Quantum Mechanics – Why Must Orthogonal Projection Determine Probability Distribution for Self-Adjoint Operator?

eigenvaluehilbert-spaceoperatorsprobabilityquantum mechanics

This is inspired from Brian Hall's "Quantum Theory for Mathematicians", in which he says (page 125):

Suppose $A$ is a self-adjoint operator. Given a Borel set $E$ of $\mathbb{R}$, let $V_E$ be the closed span of all the eigenvectors for $A$ with eigenvalues in $E$, and let $P_E$ be the orthogonal projection onto $V_E$. Then for any unit vector $\psi$, we have
$$\text{prob}_\psi(A \in E) = \langle \psi, P_E\psi\rangle.$$

Why exactly is the orthogonal projection required here? What is the intuition, both mathematically and physically?

Best Answer

A quick review, for those who are less familiar with the text. At it's core, a physical theory is a mechanism for assigning probabilities to the possible outcomes of experiments. More specifically, given an $\mathbb R$-valued observable $\mathscr O$ and a (Borel-measurable) set $E\subseteq \mathbb R$, we may ask for the probability that we measure $\mathscr O$ to take its value in $E$.

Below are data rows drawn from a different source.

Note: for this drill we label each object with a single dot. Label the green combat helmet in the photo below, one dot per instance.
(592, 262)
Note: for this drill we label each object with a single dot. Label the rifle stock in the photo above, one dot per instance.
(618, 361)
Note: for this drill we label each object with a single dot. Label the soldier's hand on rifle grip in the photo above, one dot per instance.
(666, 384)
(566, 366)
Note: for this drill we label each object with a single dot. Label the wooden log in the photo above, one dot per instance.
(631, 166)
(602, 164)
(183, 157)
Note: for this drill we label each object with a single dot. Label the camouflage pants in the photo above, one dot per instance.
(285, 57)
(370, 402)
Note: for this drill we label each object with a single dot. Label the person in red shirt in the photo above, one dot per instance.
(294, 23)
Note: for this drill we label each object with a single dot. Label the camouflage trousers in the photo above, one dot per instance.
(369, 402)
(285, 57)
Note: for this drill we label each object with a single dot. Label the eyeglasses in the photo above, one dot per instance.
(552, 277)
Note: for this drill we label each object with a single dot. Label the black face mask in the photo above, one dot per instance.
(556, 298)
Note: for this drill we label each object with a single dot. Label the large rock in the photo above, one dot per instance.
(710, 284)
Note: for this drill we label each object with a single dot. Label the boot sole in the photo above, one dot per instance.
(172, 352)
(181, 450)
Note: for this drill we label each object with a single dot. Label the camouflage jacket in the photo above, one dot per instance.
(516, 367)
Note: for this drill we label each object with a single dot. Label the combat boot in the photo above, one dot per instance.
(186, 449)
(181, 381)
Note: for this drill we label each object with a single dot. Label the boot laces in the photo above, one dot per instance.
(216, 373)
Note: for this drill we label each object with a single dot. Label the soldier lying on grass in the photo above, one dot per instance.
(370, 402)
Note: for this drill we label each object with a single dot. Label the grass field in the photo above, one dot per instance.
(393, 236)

In the standard formulation of quantum mechanics on an $n$-dimensional Hilbert space $\mathscr H$, we model an observable via a self-adjoint operator $\hat{\mathscr O}$. The possible outcomes of an ideal measurement correspond to the operator's spectrum $\sigma\big(\hat{\mathscr O}\big)$, which consists of the eigenvalues of $\hat{\mathscr O}$. The spectral theorem tells us that $\hat{\mathscr O}$ induces a splitting of the Hilbert space $$\mathscr H = \bigoplus_{i=1}^K V_i = V_1\oplus \ldots\oplus V_K$$ where $V_i$ is the $i^{th}$ eigenspace of $\hat{\mathscr O}$, $K$ is the number of distinct eigenvalues, and $V_i\perp V_j$ for all $i\neq j$. As a result, any vector $\psi\in \mathscr H$ can be uniquely written as $\psi = \sum_{i=1}^K \psi_i$ where $\hat{\mathscr O}\psi_i = \lambda_i \psi_i$. It is then a postulate of the theory that if the state of the system is represented by a normalized vector $\psi$, the probability of measuring $\mathscr O$ to take the value $\lambda_i$ is $\Vert \psi_i \Vert^2$.

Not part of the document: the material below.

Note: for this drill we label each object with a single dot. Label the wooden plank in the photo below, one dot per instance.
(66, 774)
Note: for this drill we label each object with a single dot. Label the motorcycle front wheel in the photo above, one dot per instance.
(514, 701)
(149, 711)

To make this framework cleaner, we define the projection-valued measure $\pi$ which eats a Borel-measurable set $E\subseteq \mathbb R$ and spits out the projector onto the direct sum of eigenspaces whose eigenvalues lie in $E$. For example: $$\hat{\mathscr O}=\pmatrix{1 & 0 & 0 \\ 0 & 2 & 0 \\ 0 & 0 & 2}$$ $$\pi\big(\{1\}\big) = \pmatrix{1&0&0\\0&0&0\\0&0&0} \quad \pi\big(\{2\}\big) = \pmatrix{0&0&0\\0&1&0\\0&0&1} \quad \pi\big(\{1,2\}\big) = \pmatrix{1&0&0\\0&1&0\\0&0&1}$$ $$\pi\big(\{-7\}\big) = \pmatrix{0&0&0\\0&0&0\\0&0&0}$$ This allows us to define the spectral decomposition $\hat{\mathscr O}=\sum_{\lambda\in \mathbb R} \lambda \cdot \pi\big(\{\lambda\}\big)$. It also allows us to answer our motivating question in a straightforward way: for a state represented by a normalized vector $\psi$, the probability of measuring $\mathscr O$ to take its value in a Borel-measurable set $E\subseteq \mathbb R$ is simply $$\mathrm{Prob}_\psi(E) = \langle \psi, \pi(E) \psi\rangle$$


Why exactly is the orthogonal projection required here?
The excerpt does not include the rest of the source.